Ransomeware is a computer vulnerability that locks the files on a compromised computer, so that the owner can only retrieve the files by paying a ransom.

Security expert Stu Sjouwerman, CEO of KnowBe4, explains that the two new Ransomware vulnerabilities are very sophisticated, which increases the risk.

The vulnerabilities

OphionLocker: This attack will encrypt data and then ransom the files. Ransoms are paid in Bitcoin currency and the amounts differ depending on the country the company is in, with US companies being charged the highest ransoms.

Sjouwerman said, "The new wrinkle is that when a workstation is infected with, it will generate a unique hardware ID based on the serial number of the first hard drive, the motherboard's serial number, and other information. It will then contact the malware's Control & Command server via TOR site and check if this particular hardware ID has been encrypted already. When you go to the ransomware site, it will prompt you to enter your hardware id. Once entered it will display the amount of ransom you are required to pay and provide a bitcoin address that you should send the payment to."

Since the files are not removed from affected computers, it is possible to recover them using a file recovery tool or a program like Shadow Explorer.

TorrentLocker: This ransomware attack has already generated $40 million this year, with 82,000 Bitcoins being paid into the Bitcoin wallet the cyber gang uses to receive payments since March. Sjouwerman notes that while TorrentLocker attacks have previously focused on countries outside of North America, it like the criminal gang behind the attack are getting ready to target companies in Canada and the US.

Technically, the attack uses 256-bit keys stored on a remote sever. Options to restore data without paying the ransom are limited, but researchers from the Finnish security firm NIXU say they have found a mistake in the way encryption was done that would enable an expert to retrieve the key and decrepit the files. (However, now that the mistake has been published, it is possible that newer versions of the virus will have been updated to close this recovery avenue.)

Protecting your business

These attacks and others like them only impact compromised computers and most computers become compromised one of two ways:

  1. User behaviour: The sad truth is that most computers become compromised because a user does something to let the attacker in. Known as "social engineering" what happens is that the user is tricked into activating a file that will run on his or her workstation. The most common ways this happens is through spam emails and malicious links online. For example, a user might get a "suspicious activity" alert telling them that someone has changed a password on their social media account. The user is then urged to go to a website to reset their password "for security reasons" and if they fall for this bait, they allow the attack to happen.

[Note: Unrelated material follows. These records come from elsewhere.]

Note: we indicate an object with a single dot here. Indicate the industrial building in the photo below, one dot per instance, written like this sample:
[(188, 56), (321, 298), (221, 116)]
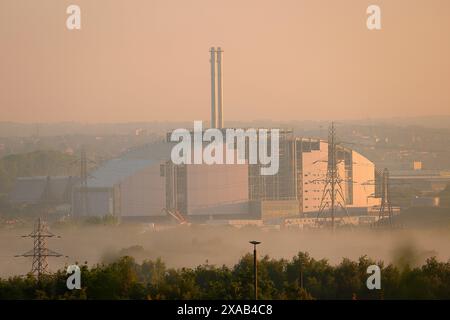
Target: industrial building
[(43, 190), (155, 187)]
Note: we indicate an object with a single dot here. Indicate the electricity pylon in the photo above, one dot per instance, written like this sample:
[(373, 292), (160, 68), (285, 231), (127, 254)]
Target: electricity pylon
[(385, 206), (40, 252), (332, 194)]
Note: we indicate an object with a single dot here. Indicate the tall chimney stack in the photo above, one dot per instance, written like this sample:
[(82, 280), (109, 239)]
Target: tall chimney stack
[(219, 89), (213, 87)]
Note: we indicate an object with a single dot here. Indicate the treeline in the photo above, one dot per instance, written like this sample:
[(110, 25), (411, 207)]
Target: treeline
[(302, 277)]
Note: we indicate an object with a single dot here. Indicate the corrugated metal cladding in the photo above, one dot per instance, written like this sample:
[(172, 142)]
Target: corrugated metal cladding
[(127, 187), (217, 189)]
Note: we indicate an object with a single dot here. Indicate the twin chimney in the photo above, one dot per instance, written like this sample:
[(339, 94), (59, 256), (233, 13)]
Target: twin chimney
[(216, 93)]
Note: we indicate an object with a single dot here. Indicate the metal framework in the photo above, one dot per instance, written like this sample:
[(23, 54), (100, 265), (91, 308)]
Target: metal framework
[(40, 252), (386, 206), (332, 194)]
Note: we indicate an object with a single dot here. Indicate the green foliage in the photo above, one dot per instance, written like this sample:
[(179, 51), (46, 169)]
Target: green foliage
[(301, 278)]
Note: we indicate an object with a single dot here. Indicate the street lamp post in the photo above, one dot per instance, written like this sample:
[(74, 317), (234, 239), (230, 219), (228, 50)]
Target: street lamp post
[(255, 269)]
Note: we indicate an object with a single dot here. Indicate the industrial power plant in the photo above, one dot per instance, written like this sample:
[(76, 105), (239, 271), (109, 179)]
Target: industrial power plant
[(317, 182)]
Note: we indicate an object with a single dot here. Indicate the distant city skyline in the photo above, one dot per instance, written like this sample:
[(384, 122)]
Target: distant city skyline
[(289, 60)]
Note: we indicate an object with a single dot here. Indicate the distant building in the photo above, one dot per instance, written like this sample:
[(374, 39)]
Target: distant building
[(52, 190), (122, 187)]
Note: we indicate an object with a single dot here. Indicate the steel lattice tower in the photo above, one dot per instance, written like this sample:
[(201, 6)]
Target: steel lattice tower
[(386, 206), (332, 194), (40, 252)]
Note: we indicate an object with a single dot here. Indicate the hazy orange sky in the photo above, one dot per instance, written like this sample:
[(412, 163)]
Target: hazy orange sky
[(286, 60)]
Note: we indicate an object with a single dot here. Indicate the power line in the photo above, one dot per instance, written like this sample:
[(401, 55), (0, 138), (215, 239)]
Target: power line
[(332, 195), (40, 252)]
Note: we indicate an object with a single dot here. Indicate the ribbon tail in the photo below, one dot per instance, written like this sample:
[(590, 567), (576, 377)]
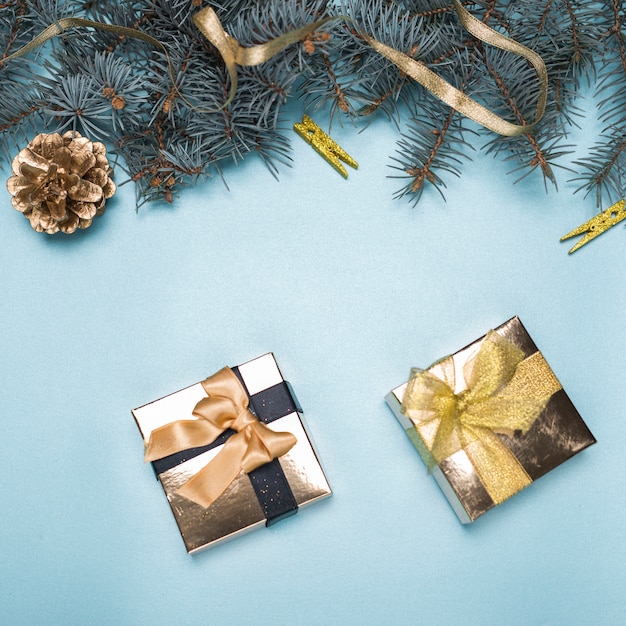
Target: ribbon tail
[(205, 487), (500, 472)]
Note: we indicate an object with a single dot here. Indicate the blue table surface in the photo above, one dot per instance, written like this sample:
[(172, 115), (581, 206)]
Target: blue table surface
[(349, 288)]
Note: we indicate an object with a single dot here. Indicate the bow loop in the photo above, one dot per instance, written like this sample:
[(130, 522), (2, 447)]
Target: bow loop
[(504, 392), (225, 407)]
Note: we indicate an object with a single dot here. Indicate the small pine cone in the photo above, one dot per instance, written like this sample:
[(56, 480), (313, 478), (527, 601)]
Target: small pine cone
[(60, 183)]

    The risks to companies are significant: In a private meeting I attended a person from a large Canadian company explained that their IT department ran an experiment to see how effective education was. The company first educated their staff about safe email behaviour and then ran an email "phishing" attack to see if people would recognize that they should not click on the message. The outcome was shocking: 50 per cent of the staff members clicked on the attack email, despite having been recently trained not to do this.

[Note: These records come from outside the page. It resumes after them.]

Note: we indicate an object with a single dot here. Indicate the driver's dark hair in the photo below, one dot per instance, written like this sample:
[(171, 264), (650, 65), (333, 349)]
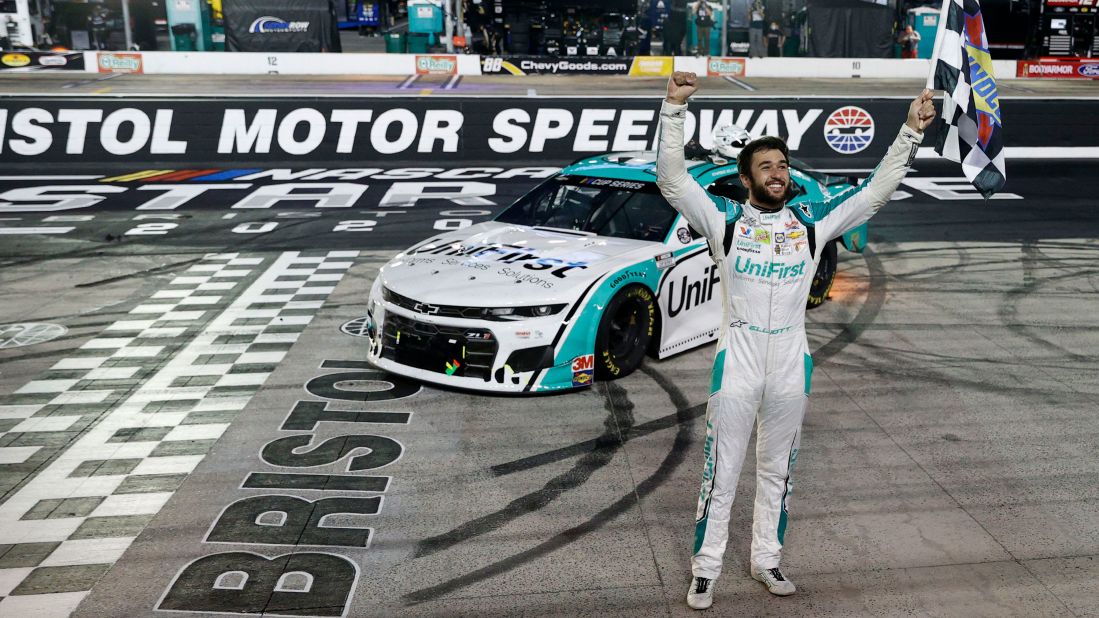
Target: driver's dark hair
[(765, 143)]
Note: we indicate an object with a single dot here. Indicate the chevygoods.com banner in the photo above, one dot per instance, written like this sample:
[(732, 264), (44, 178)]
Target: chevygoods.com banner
[(301, 131)]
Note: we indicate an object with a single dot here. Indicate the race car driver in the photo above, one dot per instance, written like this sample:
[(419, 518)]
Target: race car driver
[(767, 253)]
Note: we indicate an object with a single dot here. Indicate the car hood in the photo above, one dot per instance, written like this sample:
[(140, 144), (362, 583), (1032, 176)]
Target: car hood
[(506, 265)]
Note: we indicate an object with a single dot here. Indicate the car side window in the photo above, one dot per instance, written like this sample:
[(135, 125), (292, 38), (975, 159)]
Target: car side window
[(637, 216), (730, 187)]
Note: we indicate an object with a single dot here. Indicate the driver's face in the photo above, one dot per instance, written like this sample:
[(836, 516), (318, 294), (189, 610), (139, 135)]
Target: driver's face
[(768, 178)]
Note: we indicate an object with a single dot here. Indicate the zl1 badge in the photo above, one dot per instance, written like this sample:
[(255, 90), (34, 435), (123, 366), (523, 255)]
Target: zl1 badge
[(584, 370)]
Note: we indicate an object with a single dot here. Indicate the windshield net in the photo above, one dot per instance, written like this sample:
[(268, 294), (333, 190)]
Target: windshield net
[(608, 207)]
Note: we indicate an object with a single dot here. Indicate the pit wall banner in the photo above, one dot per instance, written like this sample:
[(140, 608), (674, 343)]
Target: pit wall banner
[(259, 63), (361, 132), (1059, 68)]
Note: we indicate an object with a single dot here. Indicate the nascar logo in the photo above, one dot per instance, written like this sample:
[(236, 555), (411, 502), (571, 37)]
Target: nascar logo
[(268, 24), (848, 130)]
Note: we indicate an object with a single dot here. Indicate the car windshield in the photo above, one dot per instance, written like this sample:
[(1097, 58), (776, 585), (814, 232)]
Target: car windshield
[(607, 207)]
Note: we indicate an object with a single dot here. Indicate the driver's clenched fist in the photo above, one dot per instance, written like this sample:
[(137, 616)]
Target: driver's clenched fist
[(681, 85)]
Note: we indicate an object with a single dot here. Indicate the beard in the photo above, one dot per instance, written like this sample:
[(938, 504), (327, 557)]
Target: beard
[(762, 196)]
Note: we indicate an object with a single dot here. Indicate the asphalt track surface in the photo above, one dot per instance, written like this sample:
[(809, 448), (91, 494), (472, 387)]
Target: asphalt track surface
[(947, 463)]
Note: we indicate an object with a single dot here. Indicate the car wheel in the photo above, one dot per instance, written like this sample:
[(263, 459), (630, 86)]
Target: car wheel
[(823, 277), (624, 331)]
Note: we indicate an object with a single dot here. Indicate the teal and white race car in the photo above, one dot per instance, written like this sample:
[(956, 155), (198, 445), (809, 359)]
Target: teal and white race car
[(577, 280)]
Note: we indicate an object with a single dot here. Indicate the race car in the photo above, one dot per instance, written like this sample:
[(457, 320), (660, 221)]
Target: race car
[(577, 280)]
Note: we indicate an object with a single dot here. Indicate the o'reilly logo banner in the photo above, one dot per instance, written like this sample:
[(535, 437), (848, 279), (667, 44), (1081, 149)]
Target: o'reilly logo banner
[(378, 130)]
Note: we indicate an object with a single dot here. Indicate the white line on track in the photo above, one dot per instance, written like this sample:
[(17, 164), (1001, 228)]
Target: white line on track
[(53, 177), (1031, 152), (19, 231), (732, 79), (504, 96)]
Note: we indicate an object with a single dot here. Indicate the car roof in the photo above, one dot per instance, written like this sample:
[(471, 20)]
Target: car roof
[(641, 166), (636, 165)]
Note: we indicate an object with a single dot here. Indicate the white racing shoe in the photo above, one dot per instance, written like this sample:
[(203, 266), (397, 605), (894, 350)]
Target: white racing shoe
[(700, 595), (774, 580)]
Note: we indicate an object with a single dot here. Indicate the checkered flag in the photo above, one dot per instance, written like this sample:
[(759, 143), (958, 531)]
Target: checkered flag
[(969, 129)]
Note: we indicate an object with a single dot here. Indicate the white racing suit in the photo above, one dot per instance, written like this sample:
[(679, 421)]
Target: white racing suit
[(763, 367)]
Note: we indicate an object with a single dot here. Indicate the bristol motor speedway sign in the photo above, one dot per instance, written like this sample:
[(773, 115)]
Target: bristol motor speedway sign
[(37, 130), (304, 131)]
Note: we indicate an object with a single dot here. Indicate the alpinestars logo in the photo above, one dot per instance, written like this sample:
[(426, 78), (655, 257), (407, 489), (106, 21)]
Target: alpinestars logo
[(848, 130), (268, 24)]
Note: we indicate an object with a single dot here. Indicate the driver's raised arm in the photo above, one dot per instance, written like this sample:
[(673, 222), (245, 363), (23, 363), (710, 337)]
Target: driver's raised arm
[(857, 205), (703, 211)]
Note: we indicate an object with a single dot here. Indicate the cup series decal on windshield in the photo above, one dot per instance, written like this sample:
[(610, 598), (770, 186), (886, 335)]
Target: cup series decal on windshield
[(584, 370)]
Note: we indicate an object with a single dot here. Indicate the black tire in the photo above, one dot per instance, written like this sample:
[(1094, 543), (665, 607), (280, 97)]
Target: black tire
[(823, 277), (625, 329)]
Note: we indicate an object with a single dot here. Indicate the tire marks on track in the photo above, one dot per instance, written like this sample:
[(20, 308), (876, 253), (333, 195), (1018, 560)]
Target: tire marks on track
[(680, 419)]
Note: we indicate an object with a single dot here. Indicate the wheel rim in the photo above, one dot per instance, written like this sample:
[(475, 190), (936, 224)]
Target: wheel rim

    In terms of preventing attacks, education and ongoing reminders should form part of your company's strategy, backed by strong protection suite that covers all vulnerabilities to help cover the times when employees will make mistakes.
  2. Computer updates: The second point of vulnerability lies in the software and hardware itself. Sjouwerman notes that it is critical for companies to patch their systems diligently. Some companies will also use administrator controls to limit the ability of users to install new program or affect changes on their workstations, although in smaller companies this is sometimes unrealistic as it makes it unwieldy to install new software without the support from an IT professional.